Rafael Nadal heads to his beloved red clay of Roland Garros as favorite for a record seventh French Open crown, but his challengers will also feel, perhaps more so than ever before, that they have a chance of ending the Spaniard's dominance.
Nadal has won two of the three ATP Masters 1000 clay-court events this year and on both occasions recorded straight-sets victories in the final over the man seen as his closest rival, Novak Djokovic.
The victory in Monte Carlo, in particular, cannot be overestimated. After a run of seven straight defeats to Djokovic, all in finals, more than the World No. 1 having shown he had the ability to match and even overcome Nadal physically, Djokovic had gotten into Nadal's head. The dominating win in the principality proved to Nadal, as much as anyone else, that he could still get the better of the relentless Serbian.
Just a week ago, Nadal got the best possible boost before making the trip to Paris with a win in Rome last week that reversed his defeat to Djokovic in the final there last year.
Yet there still purveys a sense that Nadal no longer quite possesses the physically-imposing invincibility that for many years made the French Open more of a procession than a competition.

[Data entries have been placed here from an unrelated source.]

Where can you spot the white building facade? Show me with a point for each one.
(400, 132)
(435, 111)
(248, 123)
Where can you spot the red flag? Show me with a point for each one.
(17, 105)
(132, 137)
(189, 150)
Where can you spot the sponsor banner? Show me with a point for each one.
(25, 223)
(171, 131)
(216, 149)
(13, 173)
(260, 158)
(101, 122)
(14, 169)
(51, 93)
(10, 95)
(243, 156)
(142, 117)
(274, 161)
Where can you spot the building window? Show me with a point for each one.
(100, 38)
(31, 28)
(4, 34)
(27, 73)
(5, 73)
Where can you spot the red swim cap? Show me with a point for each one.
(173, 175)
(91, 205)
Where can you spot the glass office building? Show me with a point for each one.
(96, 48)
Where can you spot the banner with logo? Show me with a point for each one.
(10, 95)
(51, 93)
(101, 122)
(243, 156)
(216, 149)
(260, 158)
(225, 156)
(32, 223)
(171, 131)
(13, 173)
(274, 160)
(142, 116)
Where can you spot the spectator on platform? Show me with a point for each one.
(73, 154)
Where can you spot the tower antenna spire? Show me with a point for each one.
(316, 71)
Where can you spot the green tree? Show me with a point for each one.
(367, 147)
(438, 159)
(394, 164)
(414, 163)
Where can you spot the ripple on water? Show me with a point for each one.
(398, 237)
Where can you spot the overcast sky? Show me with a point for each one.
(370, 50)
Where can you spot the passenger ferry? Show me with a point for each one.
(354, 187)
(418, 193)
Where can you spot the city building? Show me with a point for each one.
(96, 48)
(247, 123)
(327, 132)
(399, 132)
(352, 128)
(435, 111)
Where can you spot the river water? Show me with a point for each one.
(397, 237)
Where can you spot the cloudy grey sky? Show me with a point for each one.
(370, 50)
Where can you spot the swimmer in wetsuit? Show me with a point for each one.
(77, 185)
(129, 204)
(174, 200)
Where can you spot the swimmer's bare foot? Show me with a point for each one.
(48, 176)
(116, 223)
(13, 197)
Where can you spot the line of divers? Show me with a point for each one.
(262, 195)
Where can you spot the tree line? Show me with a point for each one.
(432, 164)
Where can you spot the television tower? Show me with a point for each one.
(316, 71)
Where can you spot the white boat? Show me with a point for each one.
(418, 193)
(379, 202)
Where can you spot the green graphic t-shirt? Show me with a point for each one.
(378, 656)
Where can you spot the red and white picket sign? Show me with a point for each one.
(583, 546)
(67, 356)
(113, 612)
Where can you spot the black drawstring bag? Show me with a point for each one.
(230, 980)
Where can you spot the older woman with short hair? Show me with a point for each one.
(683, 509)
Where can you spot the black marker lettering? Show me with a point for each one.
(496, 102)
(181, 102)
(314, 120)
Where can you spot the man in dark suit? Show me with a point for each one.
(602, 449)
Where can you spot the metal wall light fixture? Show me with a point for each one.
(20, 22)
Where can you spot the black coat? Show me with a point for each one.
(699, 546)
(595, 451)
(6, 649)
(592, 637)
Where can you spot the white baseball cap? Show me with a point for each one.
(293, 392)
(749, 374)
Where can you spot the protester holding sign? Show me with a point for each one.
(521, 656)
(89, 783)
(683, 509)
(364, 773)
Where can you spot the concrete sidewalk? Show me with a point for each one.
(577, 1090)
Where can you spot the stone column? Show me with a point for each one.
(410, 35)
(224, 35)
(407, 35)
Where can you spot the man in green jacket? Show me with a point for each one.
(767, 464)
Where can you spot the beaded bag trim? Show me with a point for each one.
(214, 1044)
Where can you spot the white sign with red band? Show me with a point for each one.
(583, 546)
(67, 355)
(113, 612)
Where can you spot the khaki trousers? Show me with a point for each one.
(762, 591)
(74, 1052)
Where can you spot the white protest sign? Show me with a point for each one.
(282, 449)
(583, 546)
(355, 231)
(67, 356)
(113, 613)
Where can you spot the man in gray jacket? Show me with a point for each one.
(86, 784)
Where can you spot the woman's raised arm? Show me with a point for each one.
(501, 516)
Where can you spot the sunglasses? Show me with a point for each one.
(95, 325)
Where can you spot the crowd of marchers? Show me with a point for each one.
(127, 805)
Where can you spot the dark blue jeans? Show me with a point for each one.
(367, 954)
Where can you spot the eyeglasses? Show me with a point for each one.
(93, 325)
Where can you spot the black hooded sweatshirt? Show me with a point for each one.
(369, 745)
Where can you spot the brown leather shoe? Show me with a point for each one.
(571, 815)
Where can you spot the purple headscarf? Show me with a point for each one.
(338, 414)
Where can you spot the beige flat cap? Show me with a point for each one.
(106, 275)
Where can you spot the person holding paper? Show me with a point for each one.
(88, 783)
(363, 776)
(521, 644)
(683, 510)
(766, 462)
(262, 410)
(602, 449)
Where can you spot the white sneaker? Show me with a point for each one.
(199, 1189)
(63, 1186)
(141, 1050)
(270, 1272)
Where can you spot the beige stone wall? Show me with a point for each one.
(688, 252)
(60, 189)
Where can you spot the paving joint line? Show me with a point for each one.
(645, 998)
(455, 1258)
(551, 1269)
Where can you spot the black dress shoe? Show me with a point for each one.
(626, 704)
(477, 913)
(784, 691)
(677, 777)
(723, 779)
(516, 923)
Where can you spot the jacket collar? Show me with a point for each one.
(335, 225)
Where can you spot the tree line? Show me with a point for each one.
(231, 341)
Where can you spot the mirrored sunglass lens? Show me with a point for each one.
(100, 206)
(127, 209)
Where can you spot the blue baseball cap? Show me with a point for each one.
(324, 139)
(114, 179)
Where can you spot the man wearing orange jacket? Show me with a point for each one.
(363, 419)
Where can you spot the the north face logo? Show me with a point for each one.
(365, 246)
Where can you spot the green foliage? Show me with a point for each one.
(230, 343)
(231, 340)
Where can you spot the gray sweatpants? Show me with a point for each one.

Djokovic, in particular, will believe that he is in with more than just an outside chance as he looks to complete the Djoker Slam and hold all four majors. Victory would also make Djokovic only the eighth man to complete a Career Grand Slam.
The 25-year-old had one of the best years in the history of the sport in 2011, but does not yet get the same exalted historical comparisons enjoyed by both Roger Federer and Rafael Nadal. Lifting the Coupe des Mousquetaires would force his name into the conversation of the greatest of all time.
But, whereas last year Djokovic arrived in Paris on an incredible unbeaten streak through the first five months of the season, things have not gone quite as smoothly this time around. By mere mortal's standards it has still been a tremendous 2012 to date. A memorable triumph in the Australian Open, as well as a Masters 1000 title in Miami being far from a paltry return.
However, defeats this month on the clay in Madrid and Rome have raised questions about whether Djokovic has lost a fraction of the mental fortitude that has been such a huge part of his ascent to the top of the game.
It would be easy to overlook Djokovic's defeat to countryman Janko Tipsarevic in Madrid as an irrelevance resulting from the furor over the now infamous blue clay. But the level of irritation he showed was evidence of something more than just unease with the surface.
The way in which Roger Federer went about his business in the Spanish capital was an apt demonstration of how to express displeasure, while at the same time getting on with the business of winning a tournament.
And what of Federer?
That victory in Madrid saw the Swiss master back up to No. 2 in the ATP rankings and looking potentially with as good a chance as ever of beating his nemesis Nadal on the terre batue on route to the title in Paris.
But a subsequent semi-final defeat to Djokovic in Rome has knocked his chances in more ways than one. As well as the dent to his belief, crucially it means that Federer enters Roland Garros seeded third, rather than second.
The draw on Friday confirms that Federer will have to beat Djokovic in the last four before likely having to go through Nadal in the final. An unenviable task to put it mildly.
Federer, though, could well still head to Paris with a largely positive mind set. At 30-years-old, he will accept that if he is to add to his record haul of sixteen grand slam titles, Roland Garros remains the unlikeliest destination for it to happen.
There will be an element of the pressure being off and Federer could well relish upsetting the low expectations, as much of the tennis world eagerly awaits a Nadal-Djokovic showdown.
It is difficult to see past the big three in Paris. Andy Murray has often threatened to create a big four in the men's game, but his results this clay-court swing have done nothing to suggest that that he can be a serious threat on the dirt.
If there is to be an outside hope it is likely to come from Tomas Berdych. The Czech has only lost to Nadal, Djokovic and Federer on clay this year and far from disgraced himself on each occasion. If he's in the right frame of mind he could be a real threat in Paris with his thundering forehand. Seeded seven for the tournament, Federer will not relish seeing Berdych in his quarter of the draw.
The admirable David Ferrer is also more than capable of going far. Drawn in Murray's quarter, it would be no surprise to see the tireless Spaniard making it to the last four, before surely falling to his long-time tormentor Nadal in the semi-finals.
And it is Rafael Nadal who should confirm his place as the greatest clay-court exponent of all time by lifting the Coupe des Mousquetaires for a seventh time. Novak Djokovic being the man likely to fall victim in the final.